Irish barrister and Attorney General of Ireland (born 1976)

Rossa A. Fanning (born 1976) is an Irish barrister and legal academic who has served as the attorney general of Ireland since December 2022. His practice at the Bar has been primarily focused on commercial litigation and insolvency.

== Early life ==
Fanning was born in 1976 and is from Leopardstown, Dublin. He attended secondary school at Blackrock College. He studied for a BCL law degree from University College Dublin and obtained a master's degree from UCD where he wrote a thesis on civil procedure. While at UCD, he was returning officer for the University College Dublin Students' Union and was auditor of the University College Dublin Law Society. He studied for an LLM degree at the University of Michigan Law School as a scholar of the Fulbright Program. He attended the King's Inns and was the individual winner of the Irish Times Debate while studying there.

== Legal career ==
Fanning was called to the Bar in 1999 and devilled for David Barniville. He was appointed Senior Counsel in 2016. He has worked across a broad spectrum of commercial cases including insolvency and restructuring, commercial leases, defamation, debt recovery, repossessions and professional negligence.

===Notable cases===
He has represented various multinational technology companies including Facebook, Google, and Twitter in disputes.
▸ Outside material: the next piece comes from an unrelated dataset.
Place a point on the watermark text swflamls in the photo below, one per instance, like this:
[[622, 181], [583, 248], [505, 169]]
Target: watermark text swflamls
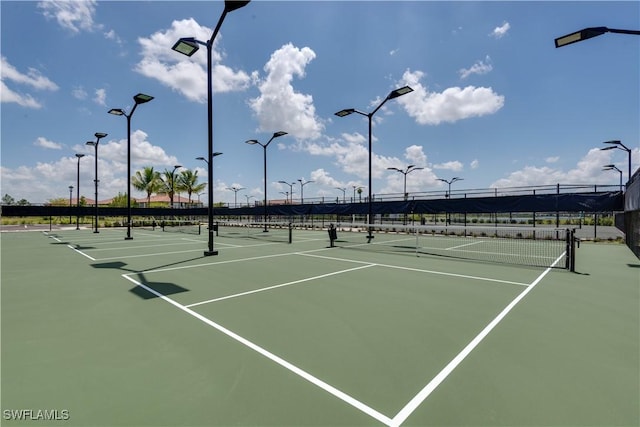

He acted for Rory McIlroy in a High Court dispute over agreements with his former management company and MCD Productions's barrister when it sought to enforce a judgment against Prince.

Fanning has acted in cases for various insolvency practitioners and creditors across notable cases including CityJet, USIT, Monsoon Accessorize, the Business Post, Debenhams, and Norwegian Air, and acted for the receivers of Apollo House.

He obtained a €8.2 million judgment against Bill Cullen for his client Danske Bank in 2012.

Fanning was barrister for Michael Fingleton in a debt recovery case taken by former employer Irish Nationwide Building Society.

He was a member of the legal team for Seán Quinn and two of his sons in action taken by Anglo Irish Bank but resigned while the case was ongoing.

He was defence counsel for the Congregation of the Holy Spirit in a civil action for damages.

In 2022, he represented Dany Boon in a High Court action to recover money that Boon claimed was fraudulently taken from him.

Fanning has acted for the State in judicial review proceedings and for the Health Products Regulatory Authority in a test case in relation to the Pandemrix vaccine.

He appeared at the Disclosures Tribunal (for Paul Williams and Independent News and Media) and the Moriarty Tribunal (for Michael Lowry).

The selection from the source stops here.